Athlone can lay claim to being the dead center of Ireland by being close enough to the middle of the country and a town without any obvious attractions. Many years ago, when The Boy was about 12, we had a week on the River Shannon on a cruise-boat.  It was a varied and mildly restful adventure up the river from Portumna at the North end of Lough Derg to Athlone at the South end of Lough Ree and back the way we came.  I think the lowest point on the journey was the approach to Athlone when we came round a bend in the river and saw the profile of its several churches . . . across a wasteland of plastic bags and other trash.  The burghers had seen fit to use the riverside callows as the town dump. It spoke of a systemic embrace of self-contempt that wasn't really calculated to boost the river-borne tourist traffic.

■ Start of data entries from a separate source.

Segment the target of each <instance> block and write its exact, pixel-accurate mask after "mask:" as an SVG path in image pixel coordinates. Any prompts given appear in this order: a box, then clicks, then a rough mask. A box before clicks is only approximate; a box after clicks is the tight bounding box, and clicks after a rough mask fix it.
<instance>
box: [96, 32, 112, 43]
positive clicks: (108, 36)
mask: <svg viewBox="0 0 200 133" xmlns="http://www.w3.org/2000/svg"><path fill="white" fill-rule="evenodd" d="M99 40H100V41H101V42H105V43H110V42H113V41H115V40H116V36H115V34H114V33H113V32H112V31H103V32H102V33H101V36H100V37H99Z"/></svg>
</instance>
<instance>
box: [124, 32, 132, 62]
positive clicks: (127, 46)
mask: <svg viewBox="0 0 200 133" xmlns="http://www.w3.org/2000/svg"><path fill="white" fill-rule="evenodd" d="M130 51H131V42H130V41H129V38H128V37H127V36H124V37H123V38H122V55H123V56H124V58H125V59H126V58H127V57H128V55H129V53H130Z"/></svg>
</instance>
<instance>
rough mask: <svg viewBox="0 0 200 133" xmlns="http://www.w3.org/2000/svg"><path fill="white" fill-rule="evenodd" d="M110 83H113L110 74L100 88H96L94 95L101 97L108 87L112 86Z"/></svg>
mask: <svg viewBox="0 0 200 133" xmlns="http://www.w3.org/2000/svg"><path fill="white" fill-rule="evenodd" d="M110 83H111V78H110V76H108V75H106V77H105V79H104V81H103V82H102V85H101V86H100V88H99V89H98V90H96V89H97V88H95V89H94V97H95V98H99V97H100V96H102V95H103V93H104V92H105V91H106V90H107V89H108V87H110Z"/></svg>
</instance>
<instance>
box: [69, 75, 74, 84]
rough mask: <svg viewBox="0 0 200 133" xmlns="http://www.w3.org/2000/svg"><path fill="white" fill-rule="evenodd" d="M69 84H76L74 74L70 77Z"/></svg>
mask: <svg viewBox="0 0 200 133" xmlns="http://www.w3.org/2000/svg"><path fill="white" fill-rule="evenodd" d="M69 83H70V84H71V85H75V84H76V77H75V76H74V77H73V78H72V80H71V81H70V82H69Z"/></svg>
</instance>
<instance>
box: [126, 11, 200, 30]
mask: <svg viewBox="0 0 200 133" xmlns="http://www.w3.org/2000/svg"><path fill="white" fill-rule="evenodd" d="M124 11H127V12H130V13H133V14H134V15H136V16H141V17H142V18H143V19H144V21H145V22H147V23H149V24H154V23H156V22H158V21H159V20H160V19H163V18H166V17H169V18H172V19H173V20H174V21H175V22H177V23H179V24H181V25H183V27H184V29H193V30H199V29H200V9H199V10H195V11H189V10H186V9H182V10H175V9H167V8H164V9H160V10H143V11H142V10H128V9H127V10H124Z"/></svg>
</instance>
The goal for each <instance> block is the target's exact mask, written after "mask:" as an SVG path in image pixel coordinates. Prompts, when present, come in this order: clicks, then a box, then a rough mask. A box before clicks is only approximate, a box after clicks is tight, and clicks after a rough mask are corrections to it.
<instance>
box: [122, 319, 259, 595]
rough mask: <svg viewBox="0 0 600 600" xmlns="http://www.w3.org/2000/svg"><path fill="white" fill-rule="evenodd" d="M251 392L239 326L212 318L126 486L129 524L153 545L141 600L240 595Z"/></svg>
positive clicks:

So when I was invited to drive 2 hours NW directly after work to have a 'free' dinner in a fancy hotel outside of Athlone, I was somewhat ambivalent.  But I went aNNyway; figuring that, as I was arriving by road after dark and leaving before dawn the next morning I wouldn't have to see whether the inhabitants had developed a more positive image of themselves. I believe the town dump was used some years ago as the foundation for Ireland's least attractive shopping mall. More importantly, I went also to recognise the achievement of an old friend of mine who was co-recipient of a prize for life time contribution to science as a mentor.  It all happened at the annual Science Foundation Ireland jamboree, at which the smart and the successful recipients of SFI grants get to network with each other and listen to policy [the future of Ireland as a technological nation etc.] being thrashed out. Being a humble worker at the coal-face with more teaching hours in a week than some of the SFI grantees have in a calendar year, I had classes until 5pm and missed the actual presentation.  So I missed a tweet-length fragment from The Blob being read out to the assembled boffins as part of the citation to Life-of-mentoring Cliona O'Farrelly. Without a touch of irony, although I am a few years older, I had been one of the people who had cited her as having guided and advised and supported me during my ziggy-zaggy less-than-stellar immersion in science over the last 40+ years. Such feelings of gratitude and such tributes are articulated far too infrequently. Partly this failing is due to laziness and insensitivity but partly to the belief that the obviously successful don't need or heed accolades and congratulations.  But it's just not true - everyone glows when their contributions are acknowledged. Must do it more often.

I poured into bed at 0100hrs and was woken by the gentle burbling of the central heating in my hotel room five hours later.  I threw down a couple of cups of tea, had a brisk shower and was on my way back to work at 0640.  My return journey started off drizzling in the dark but as the sky lightened and then took colour in the distant East, the rain dried away and I drove though the Irish Midlands at the beginning of another day.  It was just quietly gorgeous - the leafless trees black against the dawn, the tangled hedges, the chill in the air, the little towns still mostly asleep. I was so glad I went.